The Evaluation Brief is the final decision artefact.
It should be short enough for a manager, product owner, legal reviewer, or security reviewer to understand quickly. The brief is not a full research report. It is a decision-ready summary of the workflow, method, evidence, risks, and recommendation.
## 1. Context and frame
**Workflow:**
[What workflow is being evaluated?]
**Baseline:**
[What happens now without the AI tool?]
**Decision question:**
[Should this tool be used for this workflow, with what level of human oversight?]
**Users and affected people:**
[Operators, owners, end users, bystanders]
**Risk level:**
[Low / medium / high, with one sentence explaining why]
**Data boundary:**
[What data can and cannot enter the tool?]
---
## 2. Method
**Tool/version/settings:**
[Tool details, version if known, relevant settings]
**Test date:**
[Date]
**Cases used:**
[Number and type of cases: typical, edge, misleading/adversarial]
**Criteria:**
[Criteria used for scoring]
**Scoring method:**
[For example, 0 to 2 scale with evidence notes]
**Reviewers:**
[Who reviewed the outputs and what expertise they had]
**Baseline comparison:**
[How the tool was compared with the current workflow]
---
## 3. Findings
**Summary of results:**
[Short summary of performance by criterion]
**Strengths:**
- [Strength 1]
- [Strength 2]
- [Strength 3]
**Failure modes:**
- [Failure mode 1]
- [Failure mode 2]
- [Failure mode 3]
**Evidence notes:**
- [Brief evidence note with case reference]

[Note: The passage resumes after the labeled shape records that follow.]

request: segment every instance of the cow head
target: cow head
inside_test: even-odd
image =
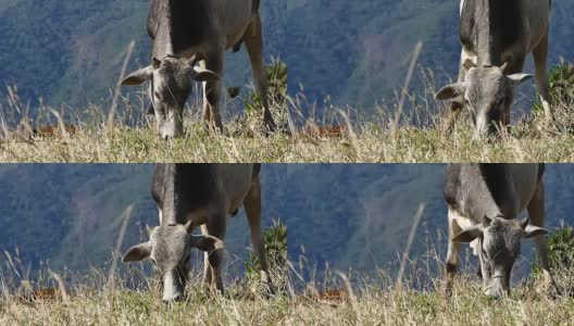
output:
[[[473,138],[496,135],[510,124],[514,87],[533,77],[527,74],[507,76],[506,67],[507,64],[502,67],[471,66],[464,82],[447,85],[435,96],[437,100],[450,100],[469,110]]]
[[[174,55],[162,60],[153,58],[152,65],[129,74],[121,83],[140,85],[147,80],[152,82],[150,97],[162,138],[177,137],[184,133],[184,106],[191,95],[191,82],[220,79],[215,73],[197,67],[197,61],[195,55],[191,59]]]
[[[454,242],[478,240],[478,259],[487,296],[500,298],[510,294],[510,274],[521,252],[523,238],[548,234],[548,230],[522,221],[504,217],[483,217],[483,223],[467,227],[452,239]]]
[[[150,260],[155,273],[162,276],[163,301],[185,298],[185,285],[189,277],[190,249],[213,252],[223,249],[223,241],[211,236],[194,236],[191,222],[186,225],[158,226],[150,231],[150,240],[132,247],[123,256],[124,262]]]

- [Brief evidence note with case reference]
- [Brief evidence note with case reference]
**Reviewer disagreement:**
[Where reviewers disagreed and what that means]
---
## 4. Recommendation
**Verdict:**
[Adopt / restrict / do not adopt]
**Reason:**
[Why this verdict follows from the evidence]
**Conditions or mitigations:**
- [Condition 1]
- [Condition 2]
- [Condition 3]
**Escalation path:**
[When a human, senior reviewer, SME, legal, privacy, or security role must be involved]
---
## 5. Re-test triggers
Re-test if:
- [Trigger 1]
- [Trigger 2]
- [Trigger 3]
**Review cadence:**
[For example, 90 days for pilot, 6 months for lower-risk ongoing review]
---
## Flags
**Privacy:**
[None / concern / action required]
**Security:**
[None / concern / action required]
**Legal or regulatory:**
[None / concern / action required]
**Data handling:**
[None / concern / action required]
**Adoption conditions:**
[What must remain true for the verdict to hold]
Workflow:
Tier-1 customer support reply drafting for recurring refund, cancellation, duplicate charge, and technical access tickets.
Baseline:
Agents manually draft replies using the policy page and account notes. Senior support lead reviews complex cases.
Decision question:
Should Tool B support Tier-1 customer reply drafting, with agent review, in this workflow?
Users and affected people:
Support agents use the tool. The support lead owns quality and risk. Customers receive the final reply. Bystanders may be affected if their data appears in the ticket.
Risk level:
Medium. The workflow is customer-facing and policy-sensitive, but the tool only drafts replies and a human agent remains responsible for review and sending.
Data boundary:
Only minimum necessary ticket context may be entered. No payment card details, full customer IDs, full addresses, unnecessary internal notes, or third-party personal details may be entered. Tool use must stay inside approved systems.
Tool/version/settings:
Tool B, approved drafting mode, no automatic sending, agent review required.
Test date:
Example date: 19 May 2026.
Cases used:
Six fictional but realistic cases: four typical, one edge, and one misleading/adversarial case.
Criteria:
- Policy accuracy
- Customer context
- Safe tone
Scoring method:
0 to 2 scale for each criterion, with evidence notes. Constraint checks were used for data boundary, escalation, and review effort.
Reviewers:
Two reviewers compared Tool B outputs against the same scorecard. Reviewer 1 represented support workflow knowledge. Reviewer 2 represented policy and quality review.
Baseline comparison:
Tool B was compared with the current manual drafting process, focusing on whether it could reduce drafting effort without reducing policy accuracy, safety, or review quality.
Summary of results:
Tool B performed strongly across the small case set. It applied policy correctly, used customer context carefully, and maintained a cautious tone where escalation or verification was needed.
Strengths:
- Correctly handled standard refund and subscription policy.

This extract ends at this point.